We would like to thank Dr. A. Goenka for the sincere response to our case report of disseminated cysticercosis and taeniasis in a Japanese traveler. As cited in that report, the occurrence of neurocysticercosis (NCC) among international travelers is quite low, with the most prevalent form a single parenchymal cyst.1 Although a diagnosis of NCC is usually based on detection of specific antibodies against Taenia solium antigens in neuroimaging and/or serological findings, the majority of these cases do not show typical findings and serology is not always useful for a solitary cyst.2 Because our patient was presented with a disseminated form of the disease, a quite rare type of NCC found in international travelers, we were able to make a rapid and accurate diagnosis.
As also mentioned in the case presentation, the patient had stayed with a local host family and was treated with hospitality, including daily meals that often included grilled pork. We agree with Dr. Goenka and speculate that ingestion of pork containing cysticerci was the route through which our patient became a T. solium carrier.
Our primary point of interest in this case was the pathogenesis of disseminated cysticercosis. The patient was considered to initially become a carrier by ingesting pork, which then resulted in cysticerci dissemination as autoinfection by eggs released from the internal tapeworm. A common type of human transmission of T. solium eggs is through fecal–oral contamination from the feces in tapeworm carriers in close proximity to the infected individual.3 However, we think that this mode of infection was not likely in this case, because no one near the patient, including the host family members, were apparently ill or showed evidence of cysticercosis. In addition, contamination in the environment including food and water usually results in exposure to a small number of eggs, which accounts for the high prevalence of cases with a single enhancing lesion in India.4 In consideration of the multiple lesions seen in our patient; autoinfection seems to be the likely transmission route of the eggs. Thus, we speculate that internal autoinfection (regurgitation of gravid proglottides into the stomach) rather than external autoinfection might have been the reason for the disseminated cysticercosis in this case, though we were not able to confirm the actual transmission route.
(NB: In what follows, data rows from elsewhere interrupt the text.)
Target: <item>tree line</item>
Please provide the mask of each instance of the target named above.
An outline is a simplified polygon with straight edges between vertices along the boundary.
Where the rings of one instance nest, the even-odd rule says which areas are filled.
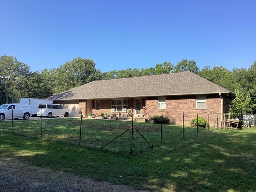
[[[29,66],[13,56],[5,55],[0,58],[0,104],[18,102],[19,97],[43,99],[95,80],[185,71],[231,91],[240,92],[242,96],[234,98],[234,101],[239,99],[238,103],[248,103],[241,107],[244,112],[256,112],[256,61],[247,69],[235,68],[232,71],[222,66],[212,69],[206,66],[200,70],[194,60],[184,59],[176,66],[165,62],[157,64],[154,68],[128,68],[102,73],[95,68],[93,60],[78,57],[58,68],[32,72]],[[233,115],[237,115],[238,112]]]

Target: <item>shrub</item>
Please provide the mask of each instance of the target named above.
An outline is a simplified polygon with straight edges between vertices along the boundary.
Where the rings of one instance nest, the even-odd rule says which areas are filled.
[[[194,119],[192,119],[192,120],[191,120],[191,122],[190,122],[190,124],[192,126],[194,127],[194,126],[196,126],[197,123],[197,119],[196,118],[194,118]],[[208,123],[203,117],[198,117],[198,127],[208,127]]]
[[[160,124],[162,122],[162,116],[160,115],[155,115],[151,118],[151,120],[153,120],[154,123],[158,123]],[[163,116],[163,124],[168,124],[170,122],[170,119],[167,117]]]

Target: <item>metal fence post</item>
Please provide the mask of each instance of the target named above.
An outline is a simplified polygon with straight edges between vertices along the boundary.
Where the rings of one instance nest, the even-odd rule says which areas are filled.
[[[182,113],[182,139],[184,139],[184,112]]]
[[[81,121],[80,122],[80,136],[79,137],[79,145],[81,144],[81,132],[82,132],[82,111],[81,111]]]
[[[219,113],[217,114],[217,128],[219,129]]]
[[[208,112],[208,131],[209,131],[210,129],[210,111]]]
[[[162,146],[162,132],[163,130],[163,114],[162,114],[161,116],[161,141],[160,142],[160,145]],[[152,145],[153,146],[153,145]]]
[[[197,118],[196,121],[196,129],[197,131],[197,135],[198,135],[198,112],[197,112]]]
[[[13,106],[12,107],[12,127],[13,126]]]
[[[133,142],[133,109],[132,109],[132,149],[131,150],[131,153],[132,153],[132,145]]]
[[[41,114],[41,138],[43,138],[43,110]]]

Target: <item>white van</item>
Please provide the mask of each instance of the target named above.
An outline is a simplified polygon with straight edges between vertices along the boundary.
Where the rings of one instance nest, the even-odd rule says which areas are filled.
[[[69,115],[68,109],[63,108],[62,105],[59,104],[43,104],[38,105],[37,116],[41,118],[42,116],[49,118],[52,116],[67,117]]]
[[[32,116],[31,108],[28,104],[10,103],[0,106],[0,120],[5,118],[12,118],[12,116],[14,119],[18,119],[20,118],[28,119]]]

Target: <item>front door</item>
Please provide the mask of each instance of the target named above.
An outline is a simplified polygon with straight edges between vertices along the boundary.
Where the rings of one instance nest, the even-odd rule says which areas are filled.
[[[92,100],[87,100],[86,102],[86,111],[87,114],[86,116],[88,116],[89,115],[89,114],[91,113],[92,112]]]
[[[140,114],[140,110],[141,109],[140,100],[136,100],[136,115]]]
Finally, we agree that whole-body magnetic resonance imaging (MRI) is a powerful tool for diagnosis and management of disseminated cysticercosis, and think that its widespread use would be very helpful.
Ito A, Takayanagui OM, Sako Y, Sato MO, Odashima NS, Yamasaki H, Nakaya K, Nakao M, 2006. Neurocysticercosis: clinical manifestation, neuroimaging, serology and molecular confirmation of histopathologic specimens. Southeast Asian J Trop Med Public Health 37 (Suppl 3): 74–81.
Garcia HH, Gonzales AE, Tsang VCW, Gilman RH, for the cysticercosis working group in Peru, 2006. Neurocysticercosis: some of the essentials. Pract Neurol 6: 288–297.
Garcia HH, Gonzalez AE, Rodriguez S, Tsang VC, Pretell EJ, Gonzales I, Gilman RH, 2010. Neurocysticercosis: unraveling the nature of the single cysticercal granuloma. Neurology 75: 654–658.